Nucleic acid research in the 1950s and 1960s was preoccupied by the solution to the coding problem and the establishment of the biological roles of tRNA and mRNA. This was not surprising bearing in mind that at that time the smaller size and attainable homogeneity made isolation and purification of RNA a much easier task than it was for DNA. It was clear that in order to approach the fundamental question of what constituted a gene—a single hereditable element of DNA that up to then could be defined genetically but not chemically—it was going to be necessary to break down DNA into smaller, more tractable pieces in a specific and predictable way.
The breakthrough came in 1968 when Meselson and Yuan reported the isolation of a restriction enzyme from the bacterium Escherichia coli.31 Here at last was an enzyme, a nuclease, which could recognize a defined sequence in a DNA and cut it specifically (Section 7.4.2 and Section 13.5.1). The bacterium used this activity to break down and hence inactivate invading DNA (e.g. phage). It was soon realized that this was a general property of bacteria, and the isolation of other restriction enzymes with different specificities soon followed. However, it was not until 1973 that the importance of these enzymes became apparent. At this time, Chang and Cohen at Stanford and Helling and Boyer at the University of California were able to construct in a test tube a biologically functional DNA that combined genetic information from two different sources. This chimera was created by cleaving DNA from one source with a restriction enzyme to give a fragment that could then be joined to a carrier DNA, a plasmid. The resultant recombinant DNA was shown to be able to replicate and express itself in E. coli.32
This remarkable demonstration of genetic manipulation was to revolutionize biology. It soon became possible to dissect out an individual gene from its source DNA, to amplify it in a bacterium or other organism (cloning, Section 7.6.1) and to study its expression by the synthesis first of RNA and then of protein (Section 5.4). This single advance by the groups of Cohen and Boyer truly marked the dawn of modern molecular biology.
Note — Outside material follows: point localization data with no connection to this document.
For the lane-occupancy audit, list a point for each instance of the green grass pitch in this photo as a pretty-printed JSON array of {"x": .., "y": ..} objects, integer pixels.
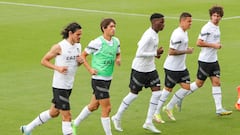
[{"x": 30, "y": 27}]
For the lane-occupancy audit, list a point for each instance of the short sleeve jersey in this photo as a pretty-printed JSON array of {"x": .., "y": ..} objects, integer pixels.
[
  {"x": 96, "y": 45},
  {"x": 67, "y": 58},
  {"x": 146, "y": 52},
  {"x": 210, "y": 33},
  {"x": 178, "y": 41}
]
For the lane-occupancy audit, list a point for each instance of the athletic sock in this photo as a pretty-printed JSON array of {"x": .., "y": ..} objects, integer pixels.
[
  {"x": 41, "y": 119},
  {"x": 106, "y": 125},
  {"x": 152, "y": 105},
  {"x": 162, "y": 100},
  {"x": 193, "y": 88},
  {"x": 124, "y": 105},
  {"x": 66, "y": 128},
  {"x": 82, "y": 115},
  {"x": 179, "y": 95},
  {"x": 217, "y": 95}
]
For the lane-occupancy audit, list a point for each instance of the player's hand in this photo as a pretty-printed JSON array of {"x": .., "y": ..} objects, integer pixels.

1.6 The Partnership of Chemistry and Biology
In the 1940s and 1950s the disciplines of chemistry and biology were so separate that it was a rare occurrence for an individual to embrace both. Two young scientists who were just setting out on their careers at that time were exceptional in recognizing the potential of chemistry in the solution of biological problems and both, in their different ways, were to have a substantial and lasting effect in the field of nucleic acids.
One was Frederick Sanger, a product of the Cambridge Biochemistry School, who in the early 1940s set out to determine the sequence of a protein, insulin. This feat had been thought unattainable, since it was widely supposed that proteins were not discrete species with defined primary sequence. Even more remarkably, he went on to develop methods for sequence determination first of RNA and then of DNA (Section 8.2). These methods involved a subtle blend of enzymology and chemistry that few would have thought possible to combine.33 The results of his efforts transformed DNA sequencing in only a few years into a routine procedure. In the late 1980s, the procedure was adapted for use in automated sequencing machines and the 1990s saw worldwide efforts to sequence whole organism genomes. In 2003, exactly 50 years after the discovery of the structure of the DNA double helix, it was announced that the human genome sequence had been completed. The award of two Nobel Prizes to Sanger (1958 and 1980) hardly seems recognition enough!
The other scientist has already been mentioned in connection with the elucidation of the genetic code. From not long after his post-doctoral studies under Alexander Todd and George Kenner in Cambridge, Gobind Khorana was convinced that chemical synthesis of polynucleotides could make an important contribution to the study of the fundamental process of information flow from DNA to RNA to protein. Having completed the work on the genetic code in the mid 1960s and aware of Holley and co-workers' recently determined (1965) sequence for an alanine tRNA,28 he then established a new goal of total synthesis of the corresponding DNA duplex, the gene specifying the tRNA. Like Sanger, he ingeniously devised a combination of nucleic acid chemistry and enzymology to form the first general strategy of gene synthesis (Section 7.6.2).34 Knowledge became available by the early 1970s about the signals required for gene expression and the newly emerging recombinant DNA methods of Cohen and Boyer allowed a second synthetic gene, this time specifying the precursor of a tyrosine suppressor tRNA (Figure 1.6), to be cloned and shown to be fully functional.32
It is ironic that even up to the early 1970s many biologists thought Khorana's gene syntheses unlikely to have practical value. This view changed dramatically in 1977 with the demonstration by the groups of Itakura (a chemist) and Boyer (a biologist) of the expression in a bacterium of the hormone somatostatin (and later insulin A and B chains) from a chemically synthesized gene.36 This work spawned the biotechnology industry and synthetic genes became used routinely in the production of proteins. Furthermore, oligodeoxyribonucleotides, the short pieces of single-stranded DNA for which Khorana developed the first chemical syntheses, become invaluable general tools in the manipulation of DNA, for example as primers in DNA sequencing and amplification through the polymerase chain reaction, as probes in gene detection and isolation and as mutagenic agents to alter the sequence of DNA. From the late 1980s, research accelerated into synthetic oligonucleotide analogues as antisense modulators of gene expression in cells and as therapeutic agents (Section 9.3) and for the construction of microarray chips for gene expression analysis.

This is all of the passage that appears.